Student internships are no piece of cake, it takes a particularly sour life to ensure that your intern gets the full bitter experience. Here are five important pointers for Best Bosses to keep in mind, so that every intern has an UN-forgettable experience at your company! (though not necessarily by choice) :

1. Work-Life Balance. 

Interns are fragile creatures. They have not yet developed life skills like ‘saying no’ or ‘standing up for themselves.’ It is up to you, dear boss, to ensure that such unnecessary habits are never developed. 

For this to really work however, it is important to first learn how to talk to your intern, follow these five easy steps: 

  1. Dial number. 
  2. Wait patiently. The poor things need to shake off their fear until they finally get to answering your call. (Remember, 1 ring= 1 prayer by a scared intern.)
  3. When they pick up, begin on the offensive. Something simple but powerful. Like, “Why didn’t you do this? It’s urgent.” (It really isn’t, but they don’t need to know that now do they?)
  4. Assume a state of benevolence. Give them, out of the kindness of your heart, one hour of their weekend to finish this absolutely urgent piece of work that goes up next-to-next week. 
  5. Once done, aftercare is always important, so wish them a happy weekend (smiley emoji optional) and advise them to take plenty of rest. After all, you do care about their well-being!   

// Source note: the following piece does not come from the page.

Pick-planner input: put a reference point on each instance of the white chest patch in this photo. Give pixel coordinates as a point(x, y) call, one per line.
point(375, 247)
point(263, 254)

Once you’ve nailed this one in the head… Call them in for work on the weekends, call them after work hours. You know what? Just go all out and call them even on holidays if you’re that bent on making this internship a ‘fruitful experience!’ (for you)

2. Encourage questioning 

I only lost five hours of sleep over this, is that too less?

How much longer do I have to stay back? 

Am I really cut out for this?

Is it too soon to quit? 

Questions are the gateway to progress. Frame your workspace authority such that your interns run wild questioning everything… literally, everything.

Always remember, a good intern is an intern riddled with insecurity. If they were self-assured they wouldn’t need you! 

3. Make them laugh, and encourage their jokes 

Jokes are great ice breakers, and interns great audience. They are guaranteed to laugh at anything you say. This is the best time to try out those one-liners you scribbled in hopes of a career in stand-up.

But keep in mind, this is about them. They are learning from you. 

It is advisable to prepare a great laugh to receive their jokes in good spirit. Interns are not very original creatures, so here are three common intern jokes to practice your laugh for:

Are these the last set of changes?

I’m tired/sick, can I take a day off?

Will I be paid? 

(Very, very important Note: Please remember to walk away while/after you laugh.)

4. Compensation is Encouragement 

A good boss may give their intern a little something in terms of money, a bare minimum to buy themselves some chewing gum… But the best boss? 

The best boss promises vocabulary enrichment through fancy words like ‘exposure’, ‘platform’, ‘sharpen skills’, and ‘network.’

5. Focus on Growth

This last one is a no-brainer. Many successful startups were launched on the backs of unpaid interns. I.e. You must ensure that your interns are used well for the growth of your company. 

And that’s it, five ways to make your intern leave the company SO quick, you never have to worry about seeing the same old boring little sad face for too long.